1 Protease-activated receptors (PARs) 1 and 2 modulate the gastric and intestinal smooth muscle motility in vitro. In the present study, we examined if activation of PAR-2 and PAR-1 could alter gastrointestinal transit in mice. 2 Intraperitoneal administration of the PAR-2-activating peptide SLIGRL-NH2, but not the inactive control LSIGRL-NH2, at 1-5 mu mol kg(-1), in combination with the aminopeptidase inhibitor amastatin at 2.5 mu mol kg(-1), facilitated gastrointestinal transit in a dose-dependent manner.

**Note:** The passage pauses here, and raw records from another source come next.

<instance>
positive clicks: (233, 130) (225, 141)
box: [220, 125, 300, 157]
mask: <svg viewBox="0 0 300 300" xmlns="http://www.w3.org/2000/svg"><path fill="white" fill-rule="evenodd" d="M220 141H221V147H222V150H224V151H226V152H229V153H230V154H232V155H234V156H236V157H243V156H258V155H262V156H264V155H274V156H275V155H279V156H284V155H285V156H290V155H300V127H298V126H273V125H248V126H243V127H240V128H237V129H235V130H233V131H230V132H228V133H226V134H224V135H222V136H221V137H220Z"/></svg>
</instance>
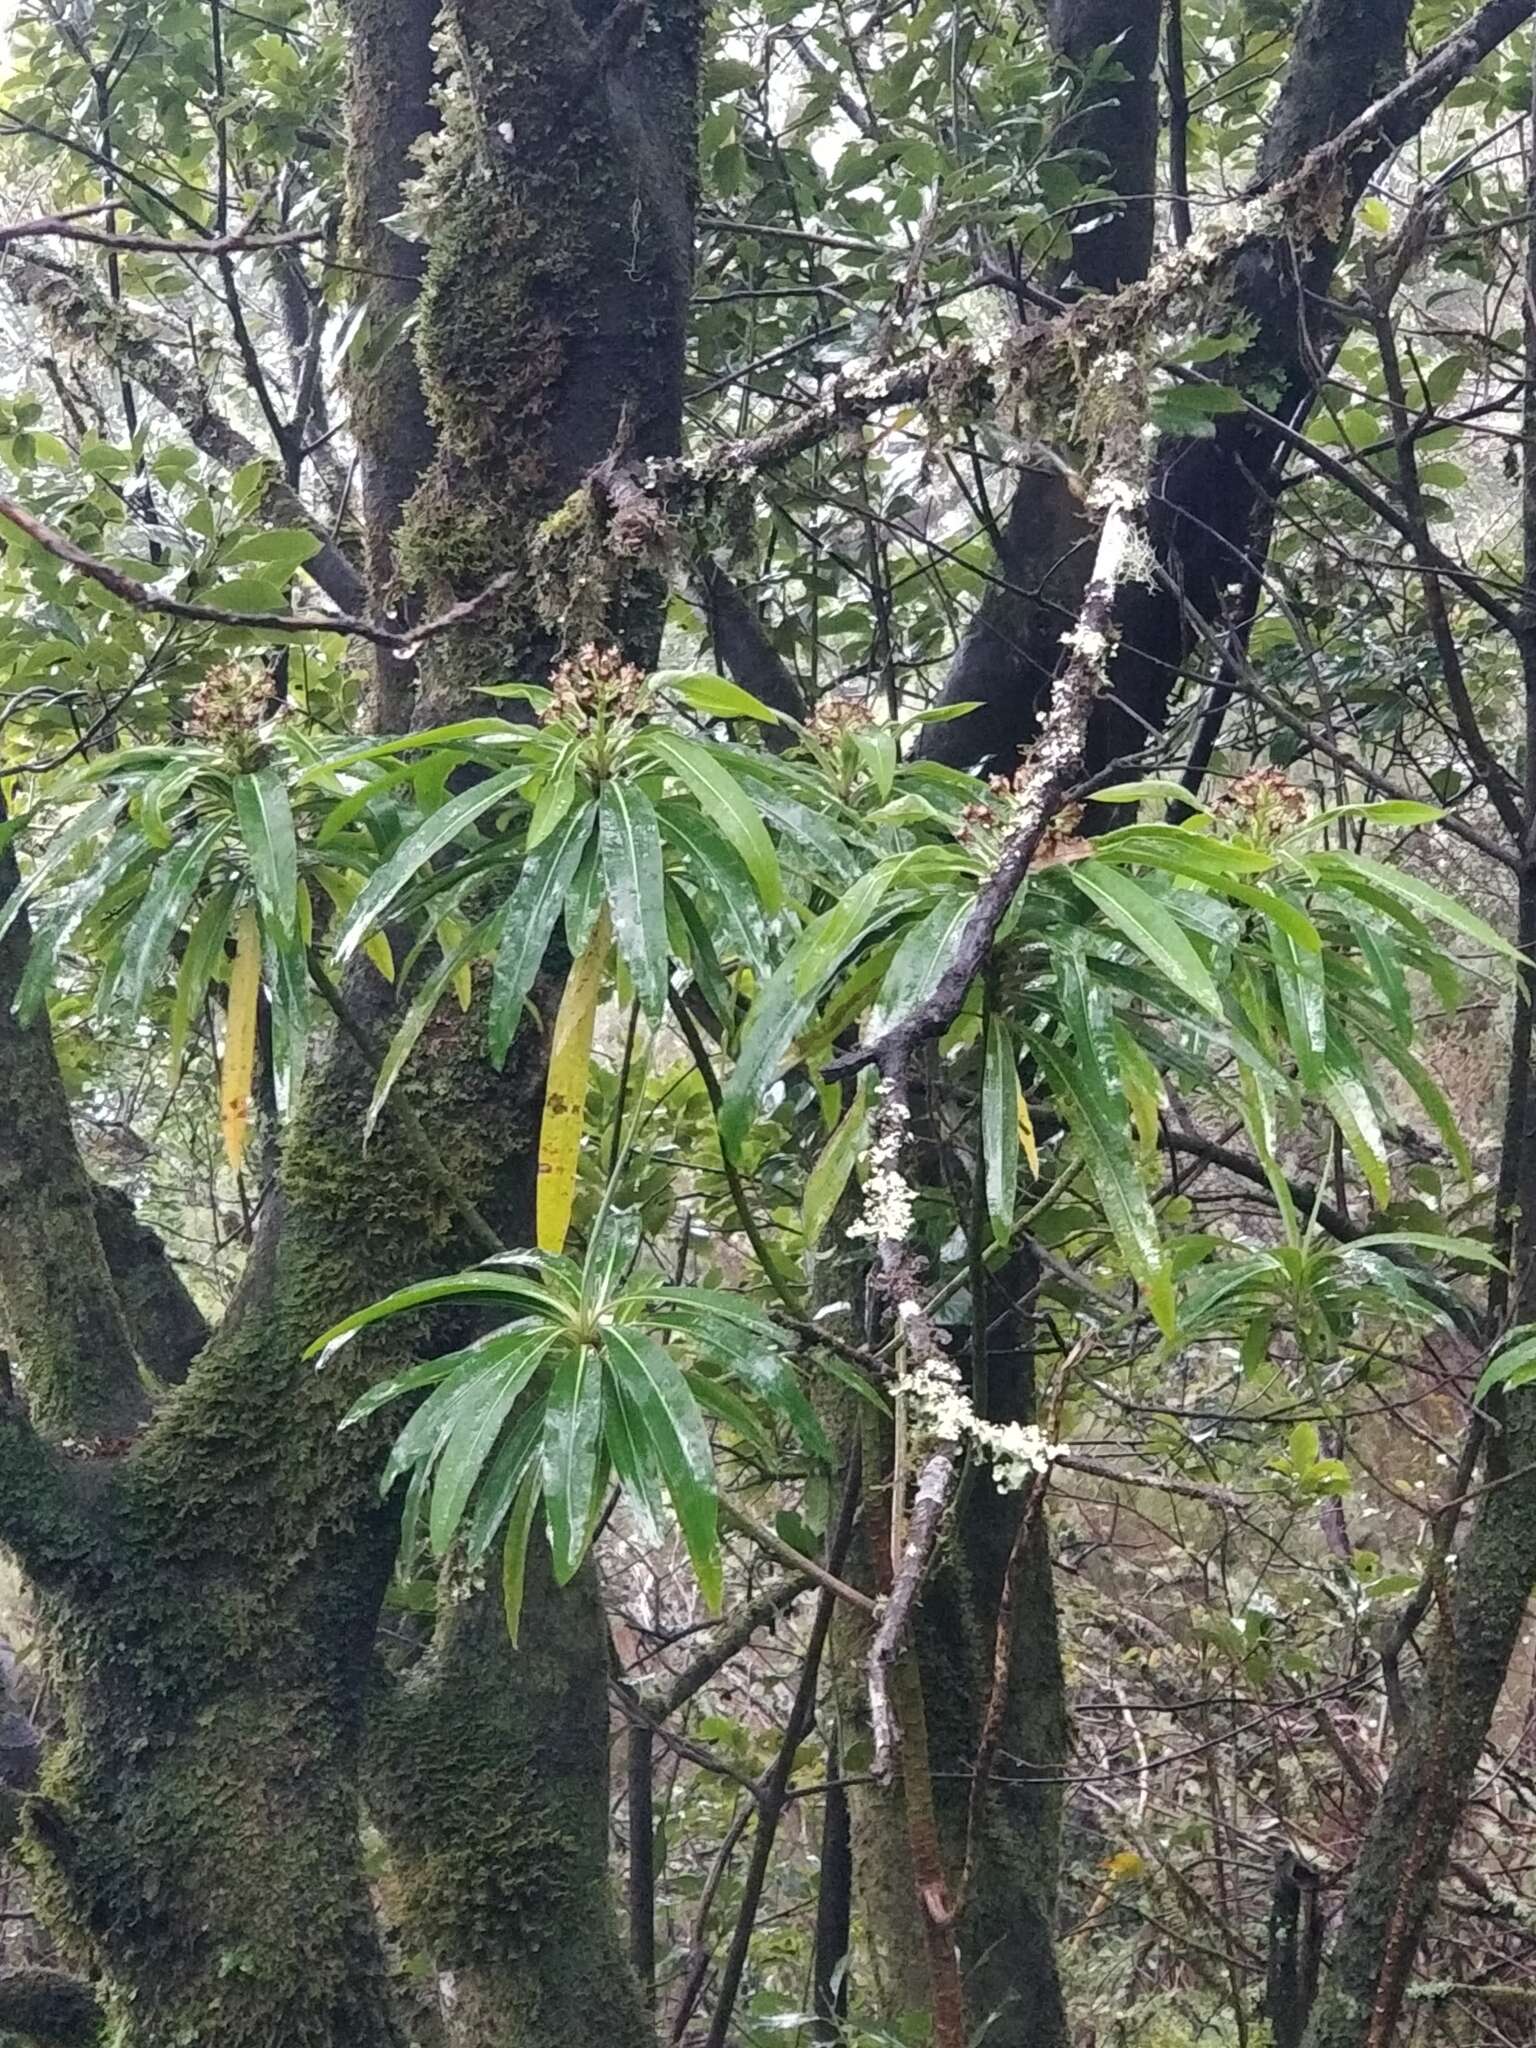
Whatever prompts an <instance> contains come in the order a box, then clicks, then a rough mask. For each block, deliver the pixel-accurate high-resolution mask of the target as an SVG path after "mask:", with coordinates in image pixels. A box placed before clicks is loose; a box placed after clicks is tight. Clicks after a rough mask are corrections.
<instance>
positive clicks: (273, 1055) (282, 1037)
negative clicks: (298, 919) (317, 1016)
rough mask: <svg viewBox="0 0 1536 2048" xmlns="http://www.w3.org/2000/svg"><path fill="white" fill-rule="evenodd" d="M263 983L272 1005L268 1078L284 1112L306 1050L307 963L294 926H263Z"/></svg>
mask: <svg viewBox="0 0 1536 2048" xmlns="http://www.w3.org/2000/svg"><path fill="white" fill-rule="evenodd" d="M262 936H264V938H266V948H264V950H266V983H268V999H270V1006H272V1079H274V1083H276V1106H279V1110H283V1112H285V1114H287V1112H289V1110H291V1108H293V1104H295V1102H297V1100H299V1081H301V1077H303V1065H305V1055H307V1049H309V963H307V958H305V950H303V942H301V940H299V932H297V928H295V926H291V924H289V926H276V928H272V926H266V928H264V932H262Z"/></svg>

The human PAR-1-derived peptide SFLLR-NH2 and the specific PAR-1 agonist TFLLR-NH2, but not the inactive control FSLLR-NH2, at 2.5 - 10 pmol kg(-1), in combination with amastatin, also promoted gastrointestinal transit. 3 The Ca2+-activated, small conductance K+ channel inhibitor apamin at 0.01 mu mol kg(-1) significantly potentiated the actions of SLIGRL-NH2 and TFLLR-NH2 at subeffective doses. 4 The increased gastrointestinal transit exerted by either SLIGRL-NH2 at 5 mu mol kg(-1) or TFLLR-NH2 at 10 mu mol kg(-1) was completely abolished by the L-type Ca2+ channel inhibitor verapamil at 61.6 mu mol kg(-1). In contrast. the tyrosine kinase inhibitor genistein at 18.5 mu mol kg(-1) failed to modify the effects of the agonists for PAR-2 or PAR-1. 5 These findings demonstrate that PAR-I and PAR-2 modulate gastrointestinal transit in mice in vivo. Our data also suggest that the PAR-1-and PAR-2-mediated effects are modulated by apamin-sensitive K+ channels and are dependent on activation of L-type Ca2+ channels, but independent of tyrosine kinase. Our study thus provides novel evidence for the physiological and/or pathophysiological roles of PARs 1 and 2 in the digestive systems, most probably during inflammation.